Na, diesmal pass'ts doch alles halbwegs ... auch wenn ich das mit dem Spezialfett wohl gestern nicht so ganz mit bekommen habe
Zitat von AskopKannst Du bitte mal die Bedachung/Beplankung von Kappe und Achtkant erklären? Habe ich bislang noch an keiner anderen Mühle gesehen.
Das ist lackiertes Alublech. Ich werd Hein mal fragen, wie und wann es dazu gekommen ist. Gaaanz früher war wohl mal Reet drauf, das Blech ist schon älter und tut seinen Dienst ganz gut. Vielleicht stammt das ja aus der selben Schmiede wie die Alu-Windrose...
Okay, sieht aber so aus, als hätte man die Blechtafeln mal einfach so aufeinander gelegt und genagelt ... ohne Falze. Ich frage mich, wie das wasserdicht sein kann?
Eine andere Frage wäre, ob sich die Beulen/Dellen im Blech hätten vermeiden lassen? Ich weiß, dass das schwierig ist. Deshalb wurde unsere Kappe absichtlich nicht vom Erbauer der Kappe (ein gewiss nicht schlechter Mühlenbauer) beblecht, sondern von einer darauf spezialisierten Dachklempnerei.

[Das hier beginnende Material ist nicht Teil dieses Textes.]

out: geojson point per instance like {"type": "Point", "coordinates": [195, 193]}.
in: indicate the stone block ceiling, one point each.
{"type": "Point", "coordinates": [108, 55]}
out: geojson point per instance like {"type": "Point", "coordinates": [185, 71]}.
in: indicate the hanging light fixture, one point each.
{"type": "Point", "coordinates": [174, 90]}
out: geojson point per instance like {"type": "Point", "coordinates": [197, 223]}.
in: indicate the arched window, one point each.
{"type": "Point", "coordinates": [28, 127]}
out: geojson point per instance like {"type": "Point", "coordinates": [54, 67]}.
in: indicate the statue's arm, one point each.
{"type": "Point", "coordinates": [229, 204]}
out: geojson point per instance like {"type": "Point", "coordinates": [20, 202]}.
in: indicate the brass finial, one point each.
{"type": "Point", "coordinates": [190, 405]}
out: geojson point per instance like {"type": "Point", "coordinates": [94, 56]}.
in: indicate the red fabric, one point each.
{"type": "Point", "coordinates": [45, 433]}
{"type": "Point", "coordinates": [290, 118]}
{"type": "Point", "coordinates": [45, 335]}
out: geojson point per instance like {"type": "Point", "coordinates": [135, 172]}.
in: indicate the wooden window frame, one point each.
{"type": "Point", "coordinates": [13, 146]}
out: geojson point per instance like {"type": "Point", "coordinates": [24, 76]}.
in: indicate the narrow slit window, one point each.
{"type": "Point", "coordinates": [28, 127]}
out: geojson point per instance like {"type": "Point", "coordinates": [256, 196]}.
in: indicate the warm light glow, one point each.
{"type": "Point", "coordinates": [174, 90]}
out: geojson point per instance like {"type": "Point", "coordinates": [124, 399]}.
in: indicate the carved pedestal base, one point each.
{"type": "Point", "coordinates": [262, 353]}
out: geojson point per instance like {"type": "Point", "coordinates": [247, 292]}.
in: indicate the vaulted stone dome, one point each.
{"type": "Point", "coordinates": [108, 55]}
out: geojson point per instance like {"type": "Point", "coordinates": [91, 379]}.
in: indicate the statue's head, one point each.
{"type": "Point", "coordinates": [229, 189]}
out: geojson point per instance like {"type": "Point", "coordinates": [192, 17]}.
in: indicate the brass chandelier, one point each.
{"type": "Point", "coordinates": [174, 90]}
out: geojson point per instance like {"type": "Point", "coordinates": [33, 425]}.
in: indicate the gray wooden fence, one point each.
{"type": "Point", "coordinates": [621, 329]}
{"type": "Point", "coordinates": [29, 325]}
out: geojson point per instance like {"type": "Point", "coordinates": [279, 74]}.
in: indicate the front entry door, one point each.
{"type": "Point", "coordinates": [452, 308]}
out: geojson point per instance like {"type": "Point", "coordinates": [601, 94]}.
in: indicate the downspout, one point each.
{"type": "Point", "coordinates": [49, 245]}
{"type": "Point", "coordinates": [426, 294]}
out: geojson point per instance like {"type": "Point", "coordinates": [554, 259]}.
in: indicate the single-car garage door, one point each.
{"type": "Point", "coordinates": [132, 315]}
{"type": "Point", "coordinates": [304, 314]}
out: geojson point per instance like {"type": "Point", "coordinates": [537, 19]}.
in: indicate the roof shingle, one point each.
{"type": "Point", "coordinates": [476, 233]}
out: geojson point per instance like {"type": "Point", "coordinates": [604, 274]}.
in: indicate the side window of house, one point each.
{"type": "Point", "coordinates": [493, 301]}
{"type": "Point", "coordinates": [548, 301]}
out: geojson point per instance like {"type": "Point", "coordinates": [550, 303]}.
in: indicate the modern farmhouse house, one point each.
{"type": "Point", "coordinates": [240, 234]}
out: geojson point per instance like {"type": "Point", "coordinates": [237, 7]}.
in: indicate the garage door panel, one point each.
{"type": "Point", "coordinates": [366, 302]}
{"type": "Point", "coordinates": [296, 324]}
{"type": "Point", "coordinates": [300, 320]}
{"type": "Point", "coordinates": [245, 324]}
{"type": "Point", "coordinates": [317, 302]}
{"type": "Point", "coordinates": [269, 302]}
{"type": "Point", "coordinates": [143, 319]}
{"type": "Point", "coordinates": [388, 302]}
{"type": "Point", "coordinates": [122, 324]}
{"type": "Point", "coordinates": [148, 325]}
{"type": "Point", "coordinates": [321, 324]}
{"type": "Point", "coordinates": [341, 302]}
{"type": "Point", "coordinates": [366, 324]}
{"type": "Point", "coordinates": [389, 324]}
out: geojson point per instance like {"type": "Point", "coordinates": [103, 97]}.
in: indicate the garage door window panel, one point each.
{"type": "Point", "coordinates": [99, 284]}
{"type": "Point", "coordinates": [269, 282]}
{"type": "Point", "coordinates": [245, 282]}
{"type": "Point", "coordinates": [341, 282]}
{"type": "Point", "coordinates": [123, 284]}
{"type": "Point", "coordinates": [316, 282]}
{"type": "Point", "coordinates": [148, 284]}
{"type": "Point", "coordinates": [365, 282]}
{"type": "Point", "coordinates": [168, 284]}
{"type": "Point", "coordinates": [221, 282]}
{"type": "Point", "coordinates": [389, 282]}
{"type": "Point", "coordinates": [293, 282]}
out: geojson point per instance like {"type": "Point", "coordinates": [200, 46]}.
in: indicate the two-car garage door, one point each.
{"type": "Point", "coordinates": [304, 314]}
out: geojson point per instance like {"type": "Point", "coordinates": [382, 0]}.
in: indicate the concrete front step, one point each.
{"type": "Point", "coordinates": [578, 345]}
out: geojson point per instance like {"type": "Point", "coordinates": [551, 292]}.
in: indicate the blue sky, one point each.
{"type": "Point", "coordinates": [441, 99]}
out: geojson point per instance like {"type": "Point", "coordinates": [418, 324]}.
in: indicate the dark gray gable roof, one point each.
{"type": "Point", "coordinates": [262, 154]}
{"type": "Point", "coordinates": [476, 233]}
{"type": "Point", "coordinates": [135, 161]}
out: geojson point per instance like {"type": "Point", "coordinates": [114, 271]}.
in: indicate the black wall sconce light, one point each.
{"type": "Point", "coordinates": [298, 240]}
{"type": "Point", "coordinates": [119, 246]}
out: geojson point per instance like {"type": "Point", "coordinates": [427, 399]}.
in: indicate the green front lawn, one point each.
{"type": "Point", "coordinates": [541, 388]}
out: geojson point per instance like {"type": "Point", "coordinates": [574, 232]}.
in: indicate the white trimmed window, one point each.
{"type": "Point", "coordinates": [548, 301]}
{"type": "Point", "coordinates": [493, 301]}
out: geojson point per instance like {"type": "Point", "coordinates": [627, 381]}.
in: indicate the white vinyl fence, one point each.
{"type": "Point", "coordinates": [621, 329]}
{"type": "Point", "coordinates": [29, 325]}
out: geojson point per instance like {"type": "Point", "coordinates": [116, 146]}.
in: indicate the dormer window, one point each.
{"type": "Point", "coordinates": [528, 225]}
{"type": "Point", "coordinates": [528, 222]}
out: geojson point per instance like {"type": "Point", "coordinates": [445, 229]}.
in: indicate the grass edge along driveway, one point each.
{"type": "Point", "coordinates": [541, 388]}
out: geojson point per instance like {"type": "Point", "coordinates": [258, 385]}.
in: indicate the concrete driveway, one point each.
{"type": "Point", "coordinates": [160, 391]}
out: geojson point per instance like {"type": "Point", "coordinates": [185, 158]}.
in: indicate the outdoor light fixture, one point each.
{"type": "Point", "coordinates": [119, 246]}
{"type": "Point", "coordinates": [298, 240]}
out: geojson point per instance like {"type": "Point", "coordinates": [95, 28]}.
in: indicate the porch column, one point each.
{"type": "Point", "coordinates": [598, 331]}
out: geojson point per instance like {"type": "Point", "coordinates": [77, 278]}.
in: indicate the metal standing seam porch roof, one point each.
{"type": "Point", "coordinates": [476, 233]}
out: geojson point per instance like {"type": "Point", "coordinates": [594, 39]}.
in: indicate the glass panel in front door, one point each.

Zitat von ultratrieurweil Wasser meist nicht aufwärts läuft.
Wirklich? Aber es läuft eben meist nicht nur abwärts, sondern dabei dummerweise oft auch seitwärts. Da brauchts dann Falze/Rillen wie z.B. bei Dachpfannen oder breite Überdeckungen, was ich in H-T alles nicht entdecken kann.
Zitat von ultratrieurAußerdem ist noch ne Unterspannbahn drunter.
Okay, dann brauchts keine große Überlappung.
Zitat von ultratrieurWieso sind denn Deine Holzschindeln eigentlich dicht - die sind doch auch nicht gefalzt?
Nicht gefalzt, aber doppelt überdeckt ... ähnlich wie Biberschwänze. Das ist ein ganz anderes System als in H-T.
Heute hab ich mal nachgefragt - die Erklärung für das Blech ist verblüffend einfach!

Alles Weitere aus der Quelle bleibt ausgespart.